ЦУКАНОВ ФЭМИЛИ ФАУНДЕЙШН

Целков Олег


15 июля 1934, Московская область

В бездне отчания.

Если ты по-настоящему безразличен,

никто из тех, кто может причинить тебе

зло, про тебя просто не вспомнит и не подумает.             
                                     

                 Виктор Пелевин. "Чапаев и пустота".

Более полувека Олег Целков пишет один и тот же «портрет» чудовищного мунтанта – человеководобного существа, в котором все ужасно: и огромное плоское лицо, и крошечные щелочки глаз, и отверстый в крике безгубый рот. Образ мускулинного насилия напоминает об исследованиях «прирожденных преступников» Чезаре Ломброзо: ассиметрия черепа, выступающее вперед лицо, короткий, скошенный лоб, выступающие надбровные дуги… «Физическое» существо, не способно чувствовать боль – ни собственную, ни тем более – чужую.

Долгие годы казалось, что источник мощи, наглой, всепобеждающей агрессии этой твари – репрессивная система, в которой рос и формировался художник, хотя никакие внешние ее признаки в его картинах обнаружить невозможно. Целков и сам долгое время был уверен, что изображает порожденное социализмом зло, пишет пародию  на авторитарное общество, создавшее «нового человека» – безликий, единый во всех порывах «советский народ». Вслед запрещенным в те годы к публичному показу, запертым в запасниках Русского музея «крестьянским циклам»  Казимира Малевича (1928–1932), он представляет лишенные индивидуальных черт фигуры. Но в годы «великого перелома» –  радикального поворота огромной страны, жертвами которого стали миллионы, в первую очередь,  миллионы крестьян, трансформация только начиналась. Целков подводит итоги действия «освенцима человеческого духа» –  мира, погруженного во тьму и зло.

Отчисленный «за формализм» из нескольких художественных учебных заведений  бунтарь довольно рано нашел свою емкую и универсальную формулу,  движущей силой которой стало отвращение к cуществующему порядку, в том числе и художественному.  Подобно своим современникам, абстрактным экспрессионистам, он, демонстрируя разочарование в гуманистическом проекте, исследовал темную сторону человеческой натуры, инстинкты освобожденного от всего личного и рационального существа.  Писал ярким брутальным цветом, без полутонов, почти полностью ограничиваясь основой спектра: красным, фиолетовым, зеленым, синим.  Прозрение пришло вдруг и сразу, в разгар не соблазнившей и не обманувшей художника хрущевской «оттепели», за несколько лет до того, как лидер чехословацкой компартии сформулировал популярную доктрину о «социализме с человеческим лицом».  «После десятилетия упорных и бесплодных трудов в 1960 году я написал свою первую, первую свою, картину с двумя лицами – «Портрет»… Я впервые, первый, случайно «стянул» с лица лицо «по образу и подобию» и увидел – ЛИЦО. Потрясению моему не было предела. Я написал как бы портрет, однако не портрет отдельно взятого субъекта, а портрет всеобщий. Всех вместе в одном лице и – до ужаса знакомом. Я вовсе не ставил задачи «срывать с лица маску», да и увидел я не «плохое» или «хорошее», а нечто более – похожее, более подлинное. На лице? Точнее, в двух лицах отпечатались милионы лет, прожитые человечеством в прошлом. И столько же – в непроглядном будущем». Расплываясь по большим, по меркам неофициальной школы холстам, скалясь и пихаясь, рожи начали двоиться, троиться, множиться, воспроизводя себе подобных соединяясь в толпу человекоподобных монстров, готовых всегда и на все: распинать, линчевать, судить, спасать.

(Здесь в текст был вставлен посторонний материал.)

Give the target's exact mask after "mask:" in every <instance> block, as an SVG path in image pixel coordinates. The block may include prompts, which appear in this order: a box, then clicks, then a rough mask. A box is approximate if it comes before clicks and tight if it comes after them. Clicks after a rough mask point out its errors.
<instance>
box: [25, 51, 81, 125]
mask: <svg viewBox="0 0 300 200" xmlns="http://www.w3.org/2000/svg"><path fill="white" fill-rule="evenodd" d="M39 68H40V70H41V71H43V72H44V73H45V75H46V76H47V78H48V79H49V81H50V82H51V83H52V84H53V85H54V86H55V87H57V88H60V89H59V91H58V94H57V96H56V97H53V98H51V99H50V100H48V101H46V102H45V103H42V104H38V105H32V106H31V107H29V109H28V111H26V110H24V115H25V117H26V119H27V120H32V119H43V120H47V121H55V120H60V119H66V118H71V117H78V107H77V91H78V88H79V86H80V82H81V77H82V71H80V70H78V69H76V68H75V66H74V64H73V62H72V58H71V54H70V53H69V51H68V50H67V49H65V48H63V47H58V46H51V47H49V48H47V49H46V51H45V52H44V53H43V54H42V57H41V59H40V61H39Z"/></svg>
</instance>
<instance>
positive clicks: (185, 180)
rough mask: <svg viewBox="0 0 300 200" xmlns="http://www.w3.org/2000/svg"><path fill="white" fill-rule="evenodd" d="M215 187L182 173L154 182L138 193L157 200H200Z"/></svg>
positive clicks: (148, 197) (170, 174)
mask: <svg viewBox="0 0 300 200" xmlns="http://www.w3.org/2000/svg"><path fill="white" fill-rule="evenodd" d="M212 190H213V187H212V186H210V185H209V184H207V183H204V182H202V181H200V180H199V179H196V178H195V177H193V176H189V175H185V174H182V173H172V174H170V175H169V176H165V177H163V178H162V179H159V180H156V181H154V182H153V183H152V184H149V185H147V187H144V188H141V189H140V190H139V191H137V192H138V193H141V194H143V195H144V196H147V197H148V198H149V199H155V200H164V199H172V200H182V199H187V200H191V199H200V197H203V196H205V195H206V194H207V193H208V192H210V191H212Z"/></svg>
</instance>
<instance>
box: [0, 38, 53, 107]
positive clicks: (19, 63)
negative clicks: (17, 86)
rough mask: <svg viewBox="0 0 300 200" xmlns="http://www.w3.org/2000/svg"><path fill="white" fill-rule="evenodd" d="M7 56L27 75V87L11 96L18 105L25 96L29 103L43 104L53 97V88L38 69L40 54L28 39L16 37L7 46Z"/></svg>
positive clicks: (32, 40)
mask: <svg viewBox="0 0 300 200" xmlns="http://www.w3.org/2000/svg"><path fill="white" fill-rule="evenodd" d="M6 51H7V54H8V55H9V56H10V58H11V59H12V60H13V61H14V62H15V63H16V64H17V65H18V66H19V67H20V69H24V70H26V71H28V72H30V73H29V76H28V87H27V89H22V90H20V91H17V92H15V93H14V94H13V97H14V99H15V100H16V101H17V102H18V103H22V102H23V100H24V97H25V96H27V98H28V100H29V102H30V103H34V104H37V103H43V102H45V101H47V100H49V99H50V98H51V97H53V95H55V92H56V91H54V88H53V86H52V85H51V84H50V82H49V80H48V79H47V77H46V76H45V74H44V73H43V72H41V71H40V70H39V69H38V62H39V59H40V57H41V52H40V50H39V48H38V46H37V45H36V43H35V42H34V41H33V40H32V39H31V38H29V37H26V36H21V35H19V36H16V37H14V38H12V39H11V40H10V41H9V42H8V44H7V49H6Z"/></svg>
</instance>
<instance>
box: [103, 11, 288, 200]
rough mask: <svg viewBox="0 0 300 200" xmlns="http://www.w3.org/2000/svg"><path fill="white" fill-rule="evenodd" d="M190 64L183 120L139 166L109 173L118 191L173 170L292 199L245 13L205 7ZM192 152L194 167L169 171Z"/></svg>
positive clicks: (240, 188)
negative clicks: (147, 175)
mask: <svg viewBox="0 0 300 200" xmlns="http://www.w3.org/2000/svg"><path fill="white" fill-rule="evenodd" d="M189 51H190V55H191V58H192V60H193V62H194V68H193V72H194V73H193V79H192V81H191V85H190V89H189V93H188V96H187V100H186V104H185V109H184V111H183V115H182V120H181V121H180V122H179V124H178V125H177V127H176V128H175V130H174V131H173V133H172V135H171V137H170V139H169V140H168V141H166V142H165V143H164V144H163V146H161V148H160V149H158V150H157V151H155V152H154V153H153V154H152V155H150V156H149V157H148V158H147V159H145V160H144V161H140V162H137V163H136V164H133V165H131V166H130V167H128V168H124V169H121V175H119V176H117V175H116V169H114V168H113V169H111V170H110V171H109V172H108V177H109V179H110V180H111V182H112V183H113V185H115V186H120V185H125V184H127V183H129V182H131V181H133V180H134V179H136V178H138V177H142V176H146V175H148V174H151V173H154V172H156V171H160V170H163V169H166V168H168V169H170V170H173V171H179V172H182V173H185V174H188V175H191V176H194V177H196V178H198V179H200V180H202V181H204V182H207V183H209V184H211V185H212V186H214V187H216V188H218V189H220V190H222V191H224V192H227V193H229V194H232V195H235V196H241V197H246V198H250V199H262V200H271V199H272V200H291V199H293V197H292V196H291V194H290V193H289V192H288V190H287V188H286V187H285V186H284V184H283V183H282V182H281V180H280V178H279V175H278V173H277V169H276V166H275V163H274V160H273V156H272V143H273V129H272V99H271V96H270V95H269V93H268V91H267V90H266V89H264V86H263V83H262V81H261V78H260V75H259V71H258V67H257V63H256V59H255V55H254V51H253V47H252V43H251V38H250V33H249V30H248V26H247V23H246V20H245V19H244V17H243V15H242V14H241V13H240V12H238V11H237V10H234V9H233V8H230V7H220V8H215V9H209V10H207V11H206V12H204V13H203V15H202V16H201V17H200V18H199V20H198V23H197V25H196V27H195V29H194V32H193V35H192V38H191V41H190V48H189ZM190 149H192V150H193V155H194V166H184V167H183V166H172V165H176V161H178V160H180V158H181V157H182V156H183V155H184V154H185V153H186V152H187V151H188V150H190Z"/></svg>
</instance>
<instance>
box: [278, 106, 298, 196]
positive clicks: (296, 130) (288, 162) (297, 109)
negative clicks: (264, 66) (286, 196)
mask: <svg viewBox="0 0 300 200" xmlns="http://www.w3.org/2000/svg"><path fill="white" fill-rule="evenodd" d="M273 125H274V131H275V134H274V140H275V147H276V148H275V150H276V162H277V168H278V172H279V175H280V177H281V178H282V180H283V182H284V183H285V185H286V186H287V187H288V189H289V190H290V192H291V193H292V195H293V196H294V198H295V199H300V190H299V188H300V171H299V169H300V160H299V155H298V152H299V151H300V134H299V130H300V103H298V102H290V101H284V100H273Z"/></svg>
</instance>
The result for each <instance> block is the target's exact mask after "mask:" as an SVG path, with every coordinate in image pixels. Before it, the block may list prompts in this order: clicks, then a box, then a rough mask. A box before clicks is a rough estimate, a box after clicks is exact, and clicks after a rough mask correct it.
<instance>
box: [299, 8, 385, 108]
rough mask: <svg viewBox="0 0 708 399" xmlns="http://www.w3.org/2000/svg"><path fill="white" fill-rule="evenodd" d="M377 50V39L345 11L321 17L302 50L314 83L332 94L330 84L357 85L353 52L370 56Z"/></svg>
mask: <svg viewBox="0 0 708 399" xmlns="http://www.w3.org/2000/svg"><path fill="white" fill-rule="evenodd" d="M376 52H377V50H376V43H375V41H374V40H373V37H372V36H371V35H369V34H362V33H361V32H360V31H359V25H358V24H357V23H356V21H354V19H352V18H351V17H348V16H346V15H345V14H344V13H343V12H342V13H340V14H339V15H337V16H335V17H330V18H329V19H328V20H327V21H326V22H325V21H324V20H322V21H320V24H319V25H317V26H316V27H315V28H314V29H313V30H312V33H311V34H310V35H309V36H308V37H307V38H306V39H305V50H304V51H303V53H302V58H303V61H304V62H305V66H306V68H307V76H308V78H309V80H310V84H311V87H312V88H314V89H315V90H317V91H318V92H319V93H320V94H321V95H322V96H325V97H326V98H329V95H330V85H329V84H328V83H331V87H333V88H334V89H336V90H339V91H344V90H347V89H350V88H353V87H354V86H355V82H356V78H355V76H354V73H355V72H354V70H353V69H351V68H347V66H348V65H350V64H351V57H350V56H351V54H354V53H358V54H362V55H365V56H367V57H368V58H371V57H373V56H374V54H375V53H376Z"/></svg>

Для Целкова нет ни эллина, ни иудея, ни даже самого художника – автопортреты неотличимы от всех других физиономий и ничуть не комплиментарнее портретов. И апостолы в «Тайной вечери» ярятся теми же бессмысленными масками, что и персонажи из «Голгофы». Это самый примитивный вариант маски, подобный тем, что используются в первобытных культурах для обозначения простых и важных смыслов. Главным из которых всегда оставалось исключение индивидуальности,  любых признаков личности – того, что составляет традиционный портрет. На очень короткое время, в начале семидесятых, монолитная система поменялась – персонажи утратили однозначность и универсальность, на картинах возникли узнаваемые лица – узнаваемые, впрочем, относительно: художник утверждает, что сам стал похож на своих героев – начал бриться наголо, «глаза превратились в щелочки, как у героев моих картин». Чуть более светлыми и менее экспрессивными работы Целкова стали после его отъезда в вынужденную эмиграцию. Но и западный социум,  навязывающий  совсем другие схемы и образы, оставил простор для мизантропических, саркастических исследований жестокой природы истинного «внутреннего» homo sapiens.